意外と見てない人が多いみたいなのでぜひ見てほしく、これの話します。

 

仮面ライダーアマゾンといえば、言わずと知れた仮面ライダーシリーズの4作目。1号・V3・Xと割と王道ヒーロー路線を踏襲する流れができつつあったにもかかわらず、Xが意外と不振だったことに由来して超ド級の異色作をやってみようというコンセプトのもとに誕生した異形のヒーロー、それがアマゾン。

めちゃめちゃ面白いのに大人の事情で24話しかなかったり、それなのに1話に登場したゲドンっていう敵集団が10何話かそこらであっという間に退場してしまってガランダー帝国っていう新しい敵集団がどこからともなく参戦してきたりと何かにつけて突っ込みどころが多いにもかかわらず、突き抜けた異色性と怪奇性が一定の特撮ファン層から未だ熱い支持を受けている。日本ヒーロー史に残る名作かつ異作と言える。

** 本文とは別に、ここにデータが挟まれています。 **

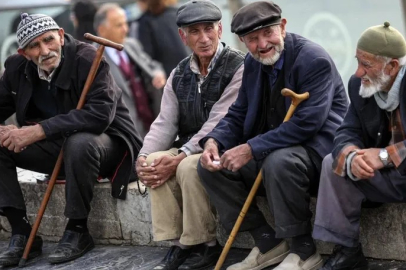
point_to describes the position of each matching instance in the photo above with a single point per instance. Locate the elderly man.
(197, 95)
(140, 78)
(42, 84)
(368, 160)
(252, 137)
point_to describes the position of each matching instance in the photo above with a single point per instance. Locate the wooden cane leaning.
(89, 80)
(296, 100)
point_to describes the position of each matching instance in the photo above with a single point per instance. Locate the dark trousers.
(339, 202)
(288, 175)
(86, 156)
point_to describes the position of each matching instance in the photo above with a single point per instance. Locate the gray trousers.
(86, 156)
(288, 175)
(339, 202)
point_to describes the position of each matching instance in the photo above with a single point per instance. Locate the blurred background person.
(139, 77)
(158, 33)
(82, 16)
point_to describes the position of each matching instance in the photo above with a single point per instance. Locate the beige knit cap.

そして仮面ライダー生誕から45周年となった今年制作されたのが、そのアマゾンを原点としつつも設定やストーリーをすべて新調し、リブート作品として世に送り出されたこの「仮面ライダーアマゾンズ」。これが今年の6月に全話配信されたんだけど、マジでおもしろかった。

 

まず地上波ではなくてAmazonプライム・ビデオでの限定配信だったため、いわゆる日曜朝8時からの仮面ライダーとはちょっと毛色が違う。もちろん子供が見てもある程度楽しめる内容にはなってるけど、基本的には硬派かつ重厚かつグロテスク。10年前に劇場公開された「仮面ライダー THE FIRST」と「~NEXT」に通ずる雰囲気があるというか、あそこまで暗くはないにしても「これ、子供が見たら泣いちゃうんじゃない?」っていうぐらいかなり攻めた演出が多数。

それもそのはず、設定上最も重要なコンセプトは「食人」。劇中の企業・野座間製薬が過去の実験で作り出した、人間のたんぱく質を極度に好む「アマゾン細胞」に翻弄される人々を描く物語がベース。劇中で呼称される「アマゾン(=アマゾン細胞の実験体)」は、アマゾン細胞の活動を抑制する薬剤が切れると自我を失い、ばったばったと人間を食べていく。それはもうとにかく食べる。食べたすぎてしょうがなくなるらしい。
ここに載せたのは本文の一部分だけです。